The concept behind OpenIndy envisages that every feature can be solved by one or more functions. Hence you can assign as many functions as you want to a feature. The order of those functions is important, because they will be executed in the same order as they were assigned to a feature. This concept of assigning multiple functions to a feature is illustrated in the following diagram.

The first function that is assigned to a feature solves it and each additional function changes the previously solved feature. Thereby each function can calculate statistical values for the feature using variance propagation. In OpenIndy there are five different types of functions which are described in the following table.
function type description
fit function If overdetermination is present, fit functions have the purpose to calculate the adjusted parameters of a geometry by using observations. So for example a fit function can calculate the center of n xyz-observations.
construct function Construct functions are used to calculate geometries by using other geometries. For example the intersection of a line and a plane results in a new point.
geodetic function Geodetic functions are intended to calculate special geodetic tasks like spatial intersection etc..
object transformation In contrast to fit- and construct functions, object transformations do not define a geometry, but change a previously defined one. A point which has been fit before can for instance be moved along a line by a certain amount.
system transformation System transformations are used to calculate the parameters of a transformation from one coordinate system to another one.

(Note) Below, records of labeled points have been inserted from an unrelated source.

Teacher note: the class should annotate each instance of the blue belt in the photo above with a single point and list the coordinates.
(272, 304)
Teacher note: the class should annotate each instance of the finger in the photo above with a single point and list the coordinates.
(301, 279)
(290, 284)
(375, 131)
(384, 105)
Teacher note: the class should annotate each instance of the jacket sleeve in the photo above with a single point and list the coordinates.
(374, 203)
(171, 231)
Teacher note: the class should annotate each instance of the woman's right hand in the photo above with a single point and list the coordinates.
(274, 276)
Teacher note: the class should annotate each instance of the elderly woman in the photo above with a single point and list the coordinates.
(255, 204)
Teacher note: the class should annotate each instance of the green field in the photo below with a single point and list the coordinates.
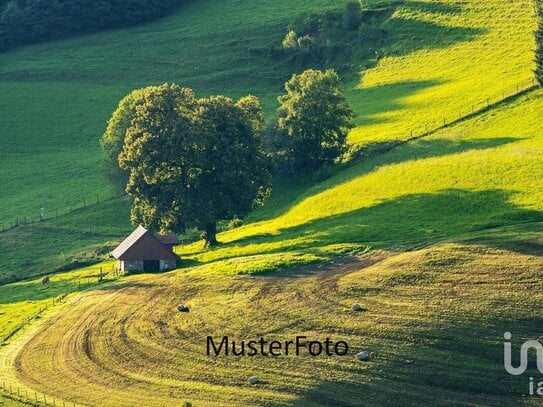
(439, 238)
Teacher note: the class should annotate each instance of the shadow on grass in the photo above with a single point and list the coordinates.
(372, 101)
(440, 362)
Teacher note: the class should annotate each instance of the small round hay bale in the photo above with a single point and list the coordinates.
(253, 380)
(182, 308)
(362, 356)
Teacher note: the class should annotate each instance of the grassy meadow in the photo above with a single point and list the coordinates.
(440, 239)
(432, 322)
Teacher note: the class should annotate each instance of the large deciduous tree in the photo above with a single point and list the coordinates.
(193, 162)
(315, 114)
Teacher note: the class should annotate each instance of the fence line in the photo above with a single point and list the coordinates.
(422, 130)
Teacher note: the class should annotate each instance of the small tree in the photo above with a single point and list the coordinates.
(539, 42)
(193, 162)
(352, 15)
(315, 114)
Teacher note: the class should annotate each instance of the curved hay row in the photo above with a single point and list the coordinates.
(128, 345)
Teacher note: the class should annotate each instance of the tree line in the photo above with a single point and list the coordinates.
(189, 162)
(29, 21)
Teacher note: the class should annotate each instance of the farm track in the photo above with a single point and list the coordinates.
(131, 346)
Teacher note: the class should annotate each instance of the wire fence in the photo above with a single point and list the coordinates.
(31, 398)
(429, 127)
(44, 214)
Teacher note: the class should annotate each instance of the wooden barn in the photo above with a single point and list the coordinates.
(145, 251)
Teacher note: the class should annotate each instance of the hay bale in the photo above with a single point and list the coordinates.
(182, 308)
(362, 356)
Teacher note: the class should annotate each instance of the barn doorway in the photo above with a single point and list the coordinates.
(151, 266)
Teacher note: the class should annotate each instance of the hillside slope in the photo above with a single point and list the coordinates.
(444, 57)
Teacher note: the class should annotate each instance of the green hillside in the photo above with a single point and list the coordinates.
(439, 238)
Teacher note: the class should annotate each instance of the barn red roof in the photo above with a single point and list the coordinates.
(144, 245)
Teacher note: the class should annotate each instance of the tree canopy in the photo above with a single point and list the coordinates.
(315, 114)
(193, 162)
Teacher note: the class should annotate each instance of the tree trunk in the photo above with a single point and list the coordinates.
(211, 234)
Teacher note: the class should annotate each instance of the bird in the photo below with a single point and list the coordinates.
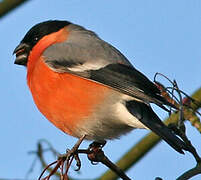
(86, 87)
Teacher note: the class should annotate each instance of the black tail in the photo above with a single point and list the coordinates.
(148, 117)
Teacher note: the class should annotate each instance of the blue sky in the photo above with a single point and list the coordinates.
(155, 35)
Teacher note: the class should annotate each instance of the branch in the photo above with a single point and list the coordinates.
(7, 6)
(147, 143)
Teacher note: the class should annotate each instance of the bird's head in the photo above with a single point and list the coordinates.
(33, 36)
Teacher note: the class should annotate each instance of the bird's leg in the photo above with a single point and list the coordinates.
(74, 154)
(96, 153)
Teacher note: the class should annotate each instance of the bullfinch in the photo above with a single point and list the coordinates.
(85, 86)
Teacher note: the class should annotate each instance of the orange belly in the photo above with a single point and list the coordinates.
(64, 99)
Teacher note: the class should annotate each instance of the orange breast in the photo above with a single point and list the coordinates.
(65, 99)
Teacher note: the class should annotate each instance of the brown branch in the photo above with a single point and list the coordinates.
(7, 6)
(147, 143)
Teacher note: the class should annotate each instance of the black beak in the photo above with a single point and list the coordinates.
(22, 52)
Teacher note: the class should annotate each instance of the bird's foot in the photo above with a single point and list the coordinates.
(96, 154)
(72, 154)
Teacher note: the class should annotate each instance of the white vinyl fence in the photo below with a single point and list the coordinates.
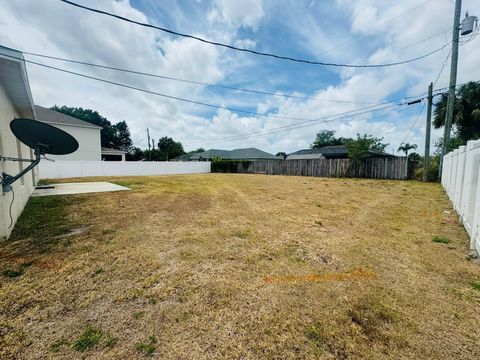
(461, 181)
(68, 169)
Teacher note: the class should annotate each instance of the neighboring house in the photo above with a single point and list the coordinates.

While object transformations can only be assigned to a feature that was previously solved by another function, the other function types are meant to solve a feature so functions of those types can only be assigned to a feature once and only as the first function. (For example you cannot shift a point that has never been solved.) To better understand this concept let us consider a concrete example:

In OpenIndy you can for example create a point feature which you then can measure with a sensor of your choice. This results in n observations and precision values for each of those observations. When you now add the function "Best Fit" to the point feature you get the adjusted coordinates of the point. Therefor the function "Best Fit" uses the n observations and their precision values. Besides the adjusted coordinates this function also calculates the covariance matrix ∑XX with the accuracy of the parameters of the point (X,Y,Z) and their correlation. Now let us assume that you want to shift the adjusted point along the normal vector of a plane by a specified amount. So you add another function "Translate by Plane" to the point. This function needs a plane and a distance to be executed, so you have to input a plane and a distance which may both have been solved by a chain of functions before. In summary the function "Translate by Plane" gets the adjusted point with its covariance matrix, a plane with a covariance matrix and a distance with its accuracy as input. Because this function knows its functional relationship it is able do variance propagation. As the result you get the covariance matrix of the shifted point and, of course, the coordinates of the shifted point itself. OpenIndy allows you to implement you own functions. Therefor you have to write a plugin (or extend an existing one). How this works is described [here](https://github.com/OpenIndy/OiPluginTemplate/wiki).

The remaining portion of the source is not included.